The exercise, he added, will be the first in a series “that will continue to push the envelope of what it means to be the superior maritime force.”
The Navy and Marine Corps are working more closely after decades of missions focused on the Middle East. As competition for influence builds with China and Russia, the Department of the Navy is shifting its focus from a largely land-based fight against terror groups to deterring aggression.
Three dozen units will participate in physical portions of the large-scale exercise, while more than 50 will join the exercise remotely, said Lt. Cmdr. Tabitha Klingensmith, with U.S. Fleet Forces Command.
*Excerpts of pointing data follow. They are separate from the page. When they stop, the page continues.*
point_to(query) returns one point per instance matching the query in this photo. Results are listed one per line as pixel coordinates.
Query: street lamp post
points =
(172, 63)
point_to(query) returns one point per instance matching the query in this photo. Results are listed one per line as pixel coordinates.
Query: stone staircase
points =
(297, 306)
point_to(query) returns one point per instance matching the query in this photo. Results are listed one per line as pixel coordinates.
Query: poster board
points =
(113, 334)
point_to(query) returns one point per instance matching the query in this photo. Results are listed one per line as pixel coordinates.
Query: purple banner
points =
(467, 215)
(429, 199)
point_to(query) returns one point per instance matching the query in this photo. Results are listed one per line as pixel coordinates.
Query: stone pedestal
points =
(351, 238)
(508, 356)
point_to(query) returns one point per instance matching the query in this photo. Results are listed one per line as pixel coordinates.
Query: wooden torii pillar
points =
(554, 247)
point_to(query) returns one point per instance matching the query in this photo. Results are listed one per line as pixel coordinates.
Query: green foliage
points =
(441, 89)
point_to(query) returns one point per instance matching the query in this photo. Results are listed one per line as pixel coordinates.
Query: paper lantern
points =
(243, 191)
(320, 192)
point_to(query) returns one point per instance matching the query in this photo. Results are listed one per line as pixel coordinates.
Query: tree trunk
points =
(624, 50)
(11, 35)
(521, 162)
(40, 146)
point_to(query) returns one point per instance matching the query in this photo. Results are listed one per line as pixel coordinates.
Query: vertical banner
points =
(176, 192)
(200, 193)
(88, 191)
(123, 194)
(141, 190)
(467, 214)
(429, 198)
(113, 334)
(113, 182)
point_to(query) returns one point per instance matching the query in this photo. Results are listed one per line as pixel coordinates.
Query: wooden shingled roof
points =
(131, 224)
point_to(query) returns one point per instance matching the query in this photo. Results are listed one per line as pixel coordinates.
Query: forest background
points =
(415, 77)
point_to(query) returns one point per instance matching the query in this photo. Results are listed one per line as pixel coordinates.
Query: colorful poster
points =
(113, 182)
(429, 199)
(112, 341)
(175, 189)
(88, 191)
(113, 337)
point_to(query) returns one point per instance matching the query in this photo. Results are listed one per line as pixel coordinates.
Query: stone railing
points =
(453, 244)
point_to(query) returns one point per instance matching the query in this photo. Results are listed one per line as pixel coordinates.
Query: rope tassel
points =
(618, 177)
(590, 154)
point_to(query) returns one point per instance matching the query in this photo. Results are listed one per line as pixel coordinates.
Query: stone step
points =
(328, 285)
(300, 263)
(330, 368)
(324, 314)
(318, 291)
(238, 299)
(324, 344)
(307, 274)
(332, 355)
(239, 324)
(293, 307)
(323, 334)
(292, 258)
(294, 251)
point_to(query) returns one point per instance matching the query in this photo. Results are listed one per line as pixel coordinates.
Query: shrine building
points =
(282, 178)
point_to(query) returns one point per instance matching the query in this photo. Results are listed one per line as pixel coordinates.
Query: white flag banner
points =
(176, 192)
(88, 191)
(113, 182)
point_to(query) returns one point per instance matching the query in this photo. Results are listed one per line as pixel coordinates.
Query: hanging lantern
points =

Participating units will include personnel from all three Marine expeditionary forces and sailors from the Navy’s Second, Third, Sixth, Seventh and Tenth fleets.
While the U.S. has held big naval exercises like Bold Alligator and Rim of the Pacific, Klingensmith said the training events are growing in scope and complexity. Chief of Naval Operations Adm. Mike Gilday has referred to the upcoming large-scale exercise as the biggest naval training event in a generation.
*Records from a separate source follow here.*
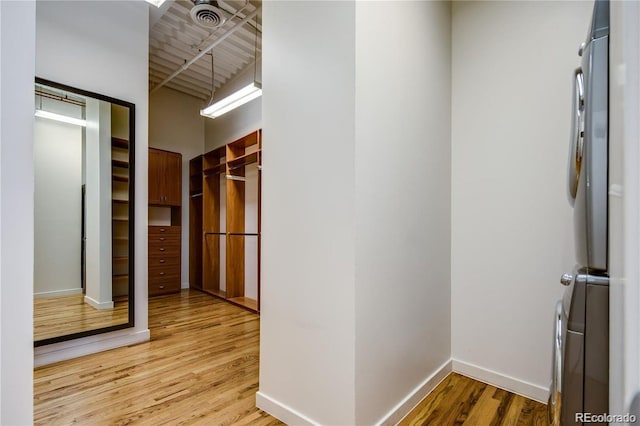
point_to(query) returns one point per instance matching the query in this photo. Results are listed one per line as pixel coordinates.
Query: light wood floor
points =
(459, 400)
(201, 367)
(58, 316)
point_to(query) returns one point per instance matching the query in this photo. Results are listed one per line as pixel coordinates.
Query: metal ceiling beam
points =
(207, 49)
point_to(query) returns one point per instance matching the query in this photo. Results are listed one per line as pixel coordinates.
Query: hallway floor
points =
(201, 367)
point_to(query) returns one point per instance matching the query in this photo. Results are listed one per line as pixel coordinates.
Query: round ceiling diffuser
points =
(206, 14)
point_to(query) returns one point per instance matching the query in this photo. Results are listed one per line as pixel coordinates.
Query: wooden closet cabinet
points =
(165, 177)
(165, 216)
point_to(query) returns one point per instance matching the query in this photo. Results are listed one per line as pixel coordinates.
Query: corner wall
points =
(102, 46)
(17, 55)
(402, 202)
(175, 124)
(307, 323)
(624, 205)
(512, 232)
That’s because combining live and virtual participants “will expand the playing field beyond what has ever been achieved in live-only exercises,” Klingensmith said.
“LSE 2021 will use technologies similar to what you see in virtual video gaming environments to expand the number of participants by linking commands and units around the globe virtually, thereby increasing the number of players, real and synthetic, to better replicate the realistic scale of scenarios the Navy and Marine Corps team is likely to face in the future,” she added.
The sailors and Marines participating will test several concepts they’re likely to encounter in a possible conflict with China. Scenarios will test the sailors and Marines’ ability to conduct distributed operations; expeditionary advanced-base operations; littoral operations in a contested environment; and command and control in a contested environment.
“We’ve been applying warfighting concepts like Distributed Maritime Operations … to fleet battle problems at the strike group level to rapidly advance organizational learning,” Grady said. “LSE 2021 is important because we will apply those lessons learned at-scale to further our employment of synchronized, integrated operations across all domains globally, to ensure we remain the superior maritime force in a high-end fight.”
The Navy and Marine Corps are finalizing details on the exercise, but Klingensmith said they plan to incorporate at least one unmanned platform — the Autonomous Littoral Connector, a surface vessel that can provide logistics support from shore to ship.
That’s traditionally a Navy mission, she said, but during the exercise it’ll be under the command and control of the Marine Corps. The 2021 updates to Commandant Gen. David Berger’s Force Design plans for the Marine Corps call for that service to — in partnership with the Navy — explore developing “littoral maneuver groups” to operate the future light amphibious warship.
Editor’s note: This story has been updated to correct the number of time zones involved in the exercise.